Tuesday, July 19, 2016

Mr Sipp - Spiegeltent, Edinburgh, 18 July 2016

It’s showtime, folks!  It may be a Monday, but in terms of entertainment Mississipian Mr Sipp (aka Castro Coleman) is a veritable Mr Saturday Night, his guitar playing imbued with grinning, duck-walking, strutting, face-pulling enthusiasm.
You want to know what he sounds like?  The second song tonight is ‘Thrill Is Gone’, doffing his cap to BB King, whose jazz-tinged single-note soloing is echoed frequently in the course of the set.  And speaking of jazz inflections, the rhythm section of Jeff Flanagan on bass and Stanley Dixon Jr on drums bring plenty swing to proceedings.

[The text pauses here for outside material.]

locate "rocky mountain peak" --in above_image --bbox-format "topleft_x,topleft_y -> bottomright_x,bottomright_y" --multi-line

Dixon in particular highlights his inventiveness and lightness of touch in the course of a couple of brief solo spots.
Mr Sipp - gettin' jiggy wit it
But BB isn’t the only King that springs to mind, as Sipp shows a liking for the kind of funk groove that Albert King achieved when making Born Under A Bad Sign with the Stax soul gang – and indeed amps it up even further on the likes of ‘Nobody’s Bisness’.  It’s good time music, and with his infectious energy Sipp has no trouble getting the audience to sing and clap along on demand.  But it’s not just the vibe that’s important – his guitar work lives up to those influences with its clarity and variety, notes winging in from odd angles in witty fashion.
“Can I keep it rolling?”, he asks between songs, his gospel background suffusing the performance with an eagerness to engage the audience in the whole experience.  And Sipp acknowledges his twenty plus years as a gospel performer with ‘I’m In Your Care Right Now’, a slower spiritual on which he underlines the quality of his soulful singing as he lets his voice wander in controlled fashion.  He also demonstrates his soul credentials by taking to a  keyboard for a rendition of Sam Cooke’s ‘A Change Is Gonna Come’ – a better choice, to my mind, than the overly smooth soul outings he’s been known to produce once or twice on album.
The opening of ‘Miss Jones’ is one of the few occasions when Sipp’s playing feels like it’s starting to meander, with an overlong intro and one or two superfluous licks during the opening verse.  But he promptly blows any concerns away with a circumnavigation of the Spiegeltent, during which he shakes hands and puts an arm round punters for selfies, playing away all the time with his left hand, before bringing the song to a driving conclusion.
The set peaks with the following cover of ‘Smokestack Lightnin’’, a breezy rendition so different from the haunting style of the Howlin’ Wolf original that it’s the cue to get the audience up and dancing – including one enthusiastic fella who’s invited up on stage to shake his booty along with Sipp.
By the time he’s done, Mr Sipp has made it clear just why he received a Blues Music Award this year for his album The Mississippi Blues Child – and still clearer why, in a live setting, he won the International Blues Challenge a couple of years back.  The man’s a dynamite blues guitarist, and a natural born entertainer to boot.